Monument Valley
"Había visto Monument Valley en cien películas. Ninguna había captado el silencio."
Tres buttes de arenisca tan icónicas que se han convertido en la abreviatura de toda una idea del oeste americano — y en persona siguen siendo más grandes y más extrañas de lo que sugirió cualquier película.
Monument Valley se asienta en la frontera entre Utah y Arizona dentro de la Nación Navajo, y la mayoría de la gente pasa por aquí en una sola tarde como parte de un road trip más largo, que es una estrategia razonable y también ligeramente trágica. El valle merece más que eso. Las tres famosas buttes — West Mitten, East Mitten y Merrick — son las formaciones geológicas más fotografiadas de América del Norte después del Gran Cañón, y sin embargo, de pie en el borde del valle mientras el amanecer tiñe las agujas rojas del color del hierro al enfriarse, entiendes por qué los fotógrafos siguen volviendo. La imagen no se agota.
La Nación Navajo administra Monument Valley como parque tribal, lo que significa que la experiencia está estructurada de manera diferente a los parques federales. Las tarifas de entrada van a la Nación Navajo. Los tours los guían guías navajos. Y los caminos que se adentran en el valle más allá del mirador principal requieren un operador turístico navajo con licencia — no puedes deambular de manera independiente por el valle interior, lo cual es la decisión correcta.
El View Hotel al amanecer
El View Hotel se asienta directamente en el borde del valle con las tres buttes icónicas visibles desde las ventanas del restaurante, el vestíbulo y los balcones privados de las habitaciones premium. Había leído suficientes quejas sobre los precios y las paredes delgadas como para tener las expectativas bajas, y luego me desperté a las 5 de la mañana, abrí la puerta del balcón y las buttes simplemente estaban ahí en la oscuridad, tomando forma lentamente mientras el amanecer llegaba por detrás de mí. Durante unos cuarenta minutos no hice nada más que mirar.
Este es el argumento honesto para pasar al menos una noche aquí: las multitudes que llegan a las 9 en autobús todavía no han aparecido, y la calidad de la luz temprana sobre esas formaciones justifica el coste de la habitación de una manera que da un poco de vergüenza admitirse a uno mismo pero que es precisa de todas formas.
El circuito en coche por el valle
El camino de tierra sin pavimentar de veintisiete kilómetros que recorre el fondo del valle es accesible para vehículos estándar en condiciones secas, aunque la altura libre importa en los tramos más accidentados. Pasa por el valle entre y alrededor de las buttes, visitando lugares como John Ford’s Point — nombrado en honor al director que utilizó Monument Valley como escenario para Stagecoach, The Searchers y varias otras — y varios miradores frente a la formación de Las Tres Hermanas.
Recorrer el circuito por la tarde cuando la luz da de lleno en las caras occidentales de las formaciones es diferente a la vista del amanecer. El color se intensifica, las sombras se vuelven más extremas, y el valle adquiere una cualidad genuinamente cinematográfica — no porque el cine me haya enseñado a verlo así, sino porque la luz y la escala hacen algo específico a la manera en que el espacio se lee.

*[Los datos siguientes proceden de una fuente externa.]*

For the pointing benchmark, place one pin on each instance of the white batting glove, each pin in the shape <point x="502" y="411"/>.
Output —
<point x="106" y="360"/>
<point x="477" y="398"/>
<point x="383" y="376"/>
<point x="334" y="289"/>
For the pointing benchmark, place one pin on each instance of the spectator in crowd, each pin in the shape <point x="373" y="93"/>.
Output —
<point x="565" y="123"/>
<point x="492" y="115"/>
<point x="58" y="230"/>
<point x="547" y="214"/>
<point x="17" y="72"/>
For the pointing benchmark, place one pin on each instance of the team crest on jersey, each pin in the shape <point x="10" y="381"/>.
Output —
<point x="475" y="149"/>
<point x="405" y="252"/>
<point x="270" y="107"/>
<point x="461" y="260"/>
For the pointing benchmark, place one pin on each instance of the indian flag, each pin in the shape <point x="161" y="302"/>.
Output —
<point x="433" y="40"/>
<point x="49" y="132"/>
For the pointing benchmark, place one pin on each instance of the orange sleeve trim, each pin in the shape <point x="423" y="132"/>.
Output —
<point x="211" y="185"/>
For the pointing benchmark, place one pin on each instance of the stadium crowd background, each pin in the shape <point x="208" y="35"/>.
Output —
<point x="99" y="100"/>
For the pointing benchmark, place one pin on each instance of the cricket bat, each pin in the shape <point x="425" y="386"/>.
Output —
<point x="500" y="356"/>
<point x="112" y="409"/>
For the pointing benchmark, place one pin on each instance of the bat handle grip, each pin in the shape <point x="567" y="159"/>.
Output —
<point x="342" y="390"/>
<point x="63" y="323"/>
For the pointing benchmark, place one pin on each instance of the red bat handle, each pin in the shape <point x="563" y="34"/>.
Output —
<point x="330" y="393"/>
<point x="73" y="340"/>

Visitas guiadas con guías navajos
Los tours en jeep guiados por navajos van más allá del camino circular hacia secciones del valle cerradas a los visitantes independientes — el arco del oído del viento, paneles de petroglifos de manos pintadas, cañones ocultos en ranuras. Los guías con los que he hablado no ofrecen una representación de información cultural; hablan del lugar donde crecieron, que es algo diferente con una textura diferente. Un guía me contó que su abuelo utilizaba el panel de las manos pintadas como marcador de dirección cuando pastoreaba ovejas, y señaló una formación de piedra concreta que su familia considera un punto de referencia. No fotografié esa sección. Me pareció que no estaba bien.
Los tours a caballo cubren un terreno diferente y avanzan a un ritmo que deja que el paisaje se asiente. Dos horas a caballo por un desierto de esa escala recalibra por completo tu sentido de la distancia.
Cuándo ir: Primavera (abril-mayo) y otoño (septiembre-octubre) son ideales. El verano trae un calor extremo pero también la posibilidad de tormentas eléctricas dramáticas por la tarde que producen relámpagos vívidos sobre las buttes — los fotógrafos planifican específicamente para la temporada de monzones. El invierno puede traer nieve en el fondo del valle, que crea una combinación impactante contra la roca roja. Evita el camino del circuito inmediatamente después de la lluvia — el suelo de arcilla se vuelve intransitable.